Je ris et secoue la tête tout en avançant d'un pas supplémentaire. La sculpture suivante est ma seconde pièce personnelle. Eliot ne l'a pas comprise, pourtant, elle me semblait nécessaire. Il s'agit simplement de bustes me représentant en train d'embrasser son visage argileux, coulant. Comme lors de mon rêve. Mes yeux passent à la suivante. L'une de mes préférées, celle qui représente le moment où les secrets ont disparu. Un corps de femme à califourchon sur un homme, le serrant dans ses bras. Nos premiers « je t'aime ».
L'une des plus grandes pièces est juste à sa droite. Elle me représente en robe de soirée, la main à plat sur une vitre. Derrière elle, un homme la fixe intensément. Un miroir sur pied devrait être rajouté le jour de l'exposition. Elle nous représente lors de cette soirée au restaurant, lorsque, tandis que j'admirais la vue que m'offrait New York, lui m'observait.
Puis la dernière, la toute première fois. Ce coup de foudre dans l'amphithéâtre. Bien que ce ne soit que de la matière, l'intensité que j'ai ressentie ce jour-là se dégage à merveille de ces sculptures.
Je balaie à nouveau toutes les pièces du regard et suis fière d'avoir pu accomplir tout ça en si peu de temps. Il faut dire que nous avons peu dormi et mangé, mais ça en valait vraiment la peine. Nous nous sommes souvent disputés, la porte a claqué trop de fois pour que je puisse en préciser le nombre, mais à chaque fois nous nous sommes réconciliés et remis au travail. L'exposition approche à grands pas, plus que trois jours. La dernière ligne droite. Je suis excitée et en même temps effrayée.
— Terminé ! s'exclame Eliot en s'étirant.
Je me tourne vers lui et m'approche doucement de son œuvre pour l'admirer.
— Ne la touche pas ! me prévient-il. Dois-je te rappeler ce qui est arrivé il y a deux jours ?
Oui, je me suis un peu trop dépêchée de m'en approcher et je me suis légèrement pris les pieds dans un meuble. Je me suis étalée de tout mon long en bousculant l'établi. La sculpture n'y a pas survécu. Je me tourne vers lui et le regarde, à moitié désolée. À moitié parce qu'il me semble qu'après je me sois attelée à me faire pardonner.

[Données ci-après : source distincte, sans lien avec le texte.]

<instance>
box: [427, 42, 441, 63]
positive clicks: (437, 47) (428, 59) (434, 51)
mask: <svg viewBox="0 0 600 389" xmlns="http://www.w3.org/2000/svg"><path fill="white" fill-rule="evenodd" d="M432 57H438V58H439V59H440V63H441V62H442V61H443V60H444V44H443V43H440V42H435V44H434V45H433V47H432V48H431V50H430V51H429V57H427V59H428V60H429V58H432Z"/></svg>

— Le sexe ne résout pas tout, Evy..., fait-il mine de s'exaspérer.
Non, il a raison, mais ça aide quand même un peu. Eliot s'étire de son long et bâille à s'en décrocher la mâchoire.
— On va dormir, pendant trois jours. Chacun chez soi, rajoute-t-il.

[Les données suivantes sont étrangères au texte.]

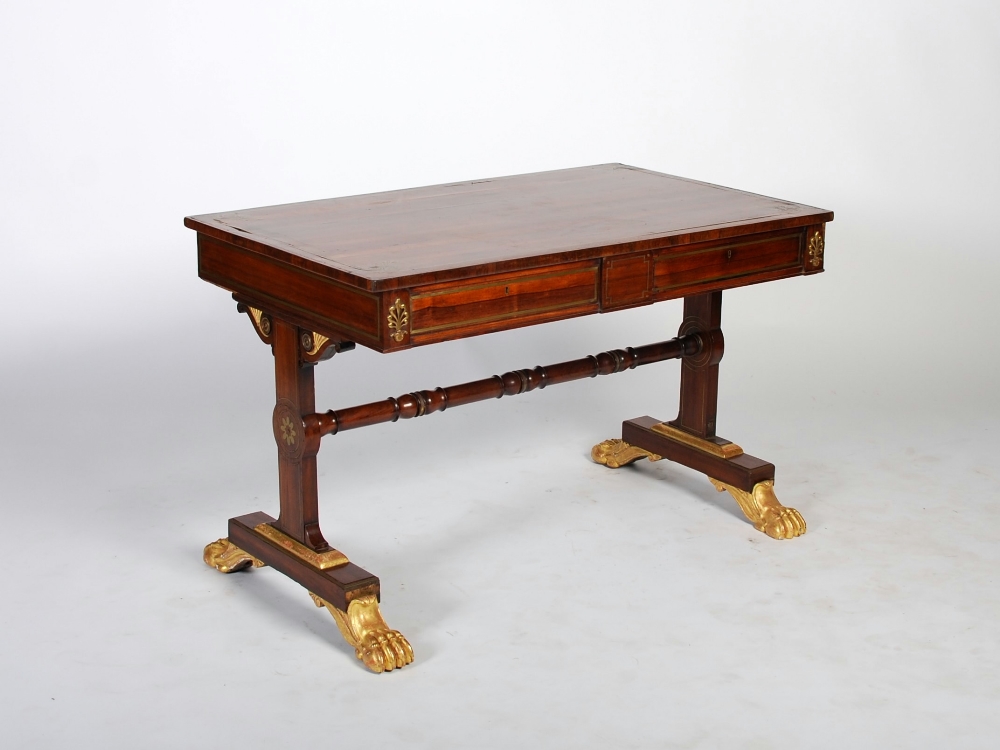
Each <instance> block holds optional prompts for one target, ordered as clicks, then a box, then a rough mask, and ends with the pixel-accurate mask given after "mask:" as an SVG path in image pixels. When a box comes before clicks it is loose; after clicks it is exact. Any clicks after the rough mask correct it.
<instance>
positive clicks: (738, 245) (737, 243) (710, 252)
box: [653, 232, 800, 260]
mask: <svg viewBox="0 0 1000 750" xmlns="http://www.w3.org/2000/svg"><path fill="white" fill-rule="evenodd" d="M799 236H800V235H799V234H798V233H797V232H795V233H792V234H782V235H779V236H777V237H768V238H766V239H763V240H750V241H749V242H733V243H730V244H728V245H714V246H713V247H703V248H701V249H700V250H688V251H687V252H686V253H671V254H669V255H668V254H666V253H664V254H662V255H660V256H658V257H656V258H654V259H653V260H673V259H674V258H685V257H687V256H688V255H698V254H699V253H713V252H718V251H719V250H733V249H735V248H737V247H749V246H750V245H763V244H764V243H767V242H779V241H781V240H787V239H791V238H792V237H799ZM674 247H679V246H678V245H674ZM680 247H682V246H680Z"/></svg>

J'éclate de rire et à l'air qu'il affiche, je cesse aussitôt.
— Tu n'es pas sérieux ?
— Si, totalement. Si on se retrouve dans le même lit... Tu sais ce qui se passera et on a besoin de sommeil. Tous les deux, dit-il en grimaçant lorsqu'il me dévisage.
—Salaud ! m'offusqué-je.
Et il rit. Ça l'amuse.
— Tu ne tiendras pas, le provoqué-je.
— Attrape tes affaires, se contente-t-il de me dire.
Je ne le crois pas, il serait incapable de me faire ça et encore moins de se faire ça à lui-même.
*
Il l'a fait. Je me retrouve seule dans l'appartement. Lorsqu'en prenant l'ascenseur il a appuyé sur les boutons de nos deux étages, je me suis dit qu'il était bon comédien. Lorsque je suis descendue de la cabine sans lui, je me suis dit qu'il était vraiment prêt à tout pour rendre ses blagues crédibles.
Mais maintenant que j'attends seule devant la porte depuis bientôt dix minutes, je comprends qu'il ne plaisantait absolument pas.
Je saisis mon téléphone et m'empresse de lui envoyer un message.
[Trois jours ???]
[Eliot : Pas un de moins.]
[On ne t'a jamais parlé de sevrage en douceur ?]
Sa réponse ne tarde pas. Trois émoticônes éclats de rire. Sérieusement ? Même pas des mots, juste des émojis ?
Je ne prends pas la peine de lui répondre et me précipite vers ma salle de bains. Sous la douche je ne peux m'empêcher d'éclater de rire. Il était sérieux, le con !
Lorsque j'en sors, j'enfile un simple t-shirt et un sous-vêtement, puis me glisse sous les draps. Mon livre en main, je suis les péripéties de Fallen et Paul. Le livre est en français, une langue que j'ai adoré pratiquer pendant mes études et, même si je l'ai beaucoup perdu, lire des livres d'auteurs francophones m'aide parfois à ne pas tout oublier. Malheureusement, fatiguée par la journée je peine à me concentrer et décide d'arrêter là et de me coucher.
Lorsque je m'apprête à le faire, mon téléphone émet un bip. Je m'en saisis, curieuse, m'attendant à trouver une énième provocation, mais perds mon sourire au fur et à mesure de ma lecture.
[Eliot : Tu es la première que je sculpte de cette façon et j'espère que tu seras la dernière. Je t'aime.]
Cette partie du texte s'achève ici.